Chapter 5 Geographic place matching

In applied work, we often have to deal with observations that have an associated address or coordinates but no geographic codes. For cases in which no coordinates are available, one option is to match addresses to coordinates using Google Place API searches, and then merge the resulting coordinates with shapefiles to obtain geographic codes.

5.1 Google Places API searches

R package googleway makes it easy to perform Google Place API searches. googleway::google_find_place generates a Find Place request, taking a text input and returning an array of place candidates, along with their corresponding search status. From this result, we can extract the address and coordinates.

Currently, you get $200 of Google Maps Platform usage every month for free. Each request costs $0.017. While this may seem like little, generating 12,000 requests will already exceed the monthly free usage quota ($200 = 11,764.7 requests). It’s easy to exceed this number of requests when you’re running loops for large query vectors repeatedly. Therefore, the best practice is to start out with a small sample, ensure that searches are returning valid results, and then extend the method to the full sample. You can set a maximum quota of 375 requests per day (375 x 31 = 11,625) to ensure you don’t exceed the monthly free usage limit.

To start using googleway to conduct Google Place API searches, you first need to create a Google Cloud project and set up an API key. Once you have set this up, you can load googleway, define the API key and start conducting searches. Here is a simple example of an individual query.

pacman::p_load(here, tidyverse, googleway)

# (1.1): Set Google Place search API key.
key <- "KJzaLyCLI-nXPsHqVwz-jna1HYg2jKpBueSsTWs" # insert API key here
set_key(key)

# (1.2): Define tibble with addresses to look up.
missing_locs <- tribble(~id, ~address,
                        1, "Av. Álvaro Obregón 225, Roma Norte, Cuauhtémoc, CDMX, Mexico",
                        2, "Río Hondo #1, Col. Progreso Tizapán, Álvaro Obregón, CDMX, México")

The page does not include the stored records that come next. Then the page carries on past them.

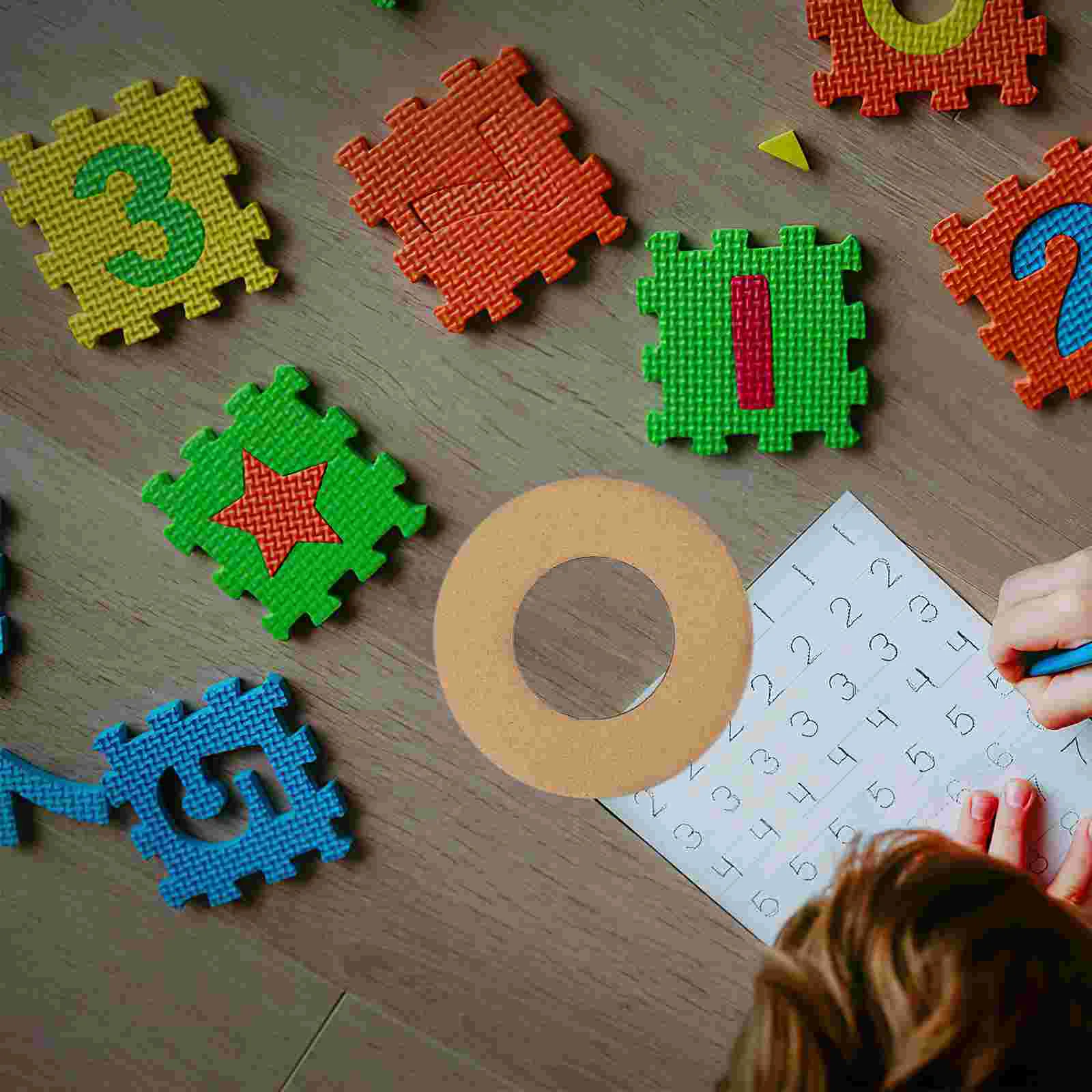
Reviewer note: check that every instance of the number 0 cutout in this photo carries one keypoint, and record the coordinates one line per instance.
(179, 221)
(924, 40)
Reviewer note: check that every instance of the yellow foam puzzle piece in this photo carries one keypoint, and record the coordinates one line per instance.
(786, 147)
(136, 211)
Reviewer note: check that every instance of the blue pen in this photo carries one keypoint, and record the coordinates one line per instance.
(1057, 662)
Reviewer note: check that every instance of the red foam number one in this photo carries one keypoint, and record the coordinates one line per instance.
(753, 342)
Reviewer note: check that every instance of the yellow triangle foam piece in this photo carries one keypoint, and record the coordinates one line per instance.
(788, 147)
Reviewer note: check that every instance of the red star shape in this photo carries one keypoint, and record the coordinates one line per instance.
(278, 509)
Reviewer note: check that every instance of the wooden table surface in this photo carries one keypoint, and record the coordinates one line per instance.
(485, 935)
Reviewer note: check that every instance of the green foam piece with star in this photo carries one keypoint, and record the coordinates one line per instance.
(809, 327)
(283, 502)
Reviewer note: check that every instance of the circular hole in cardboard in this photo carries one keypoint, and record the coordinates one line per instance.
(593, 638)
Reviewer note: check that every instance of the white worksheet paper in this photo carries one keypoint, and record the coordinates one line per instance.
(872, 706)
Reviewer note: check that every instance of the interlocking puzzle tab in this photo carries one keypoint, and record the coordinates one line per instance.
(136, 212)
(283, 502)
(1030, 265)
(74, 799)
(175, 742)
(480, 189)
(877, 53)
(753, 340)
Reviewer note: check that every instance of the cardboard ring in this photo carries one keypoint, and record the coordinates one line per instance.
(475, 625)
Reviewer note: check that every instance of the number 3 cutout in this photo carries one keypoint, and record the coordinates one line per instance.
(180, 223)
(1029, 257)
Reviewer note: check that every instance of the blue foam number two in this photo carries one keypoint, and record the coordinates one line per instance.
(1029, 257)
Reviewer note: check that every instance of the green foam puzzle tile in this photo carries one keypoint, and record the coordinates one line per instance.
(702, 356)
(283, 504)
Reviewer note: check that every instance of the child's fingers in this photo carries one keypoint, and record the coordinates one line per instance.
(1057, 702)
(1008, 842)
(1075, 876)
(977, 820)
(1059, 620)
(1072, 571)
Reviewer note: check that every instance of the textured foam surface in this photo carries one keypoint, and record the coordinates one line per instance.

# (1.3): Loop over missing addresses.
loc_coords <- tibble()
for (i in 1:nrow(missing_locs)) {     
  # Get results from Google Place search
  results <- google_find_place(missing_locs$address[i], inputtype = "textquery", language = "es")
  
  # Print results
  search_status <- ifelse(results[["status"]] == "OK", 
                          "search successful", 
                          "search returned no results")
  print(str_c("Working on address ", i, " out of ", nrow(missing_locs), ", ", search_status))
  
  # Extract formatted address and coordinates results
  clean_results <- tibble(id = missing_locs$id[i],
                          address_clean = results[["candidates"]][["formatted_address"]],
                          loc_lat = results[["candidates"]][["geometry"]][["location"]][["lat"]],
                          loc_lon = results[["candidates"]][["geometry"]][["location"]][["lng"]])
  
  # Append to full results dataframe.
  loc_coords %<>% bind_rows(clean_results)
}
rm(results, clean_results, i, search_status)

# (1.4): Keep first result for each address.
clean_results %<>%
  group_by(id) %>% 
  slice(1)

Once you finish your set of Google Place API requests, you should save the results to a CSV file for later use. The search process is not perfectly replicable as identical searches can produce different results over time, so you should only run your full search loop once.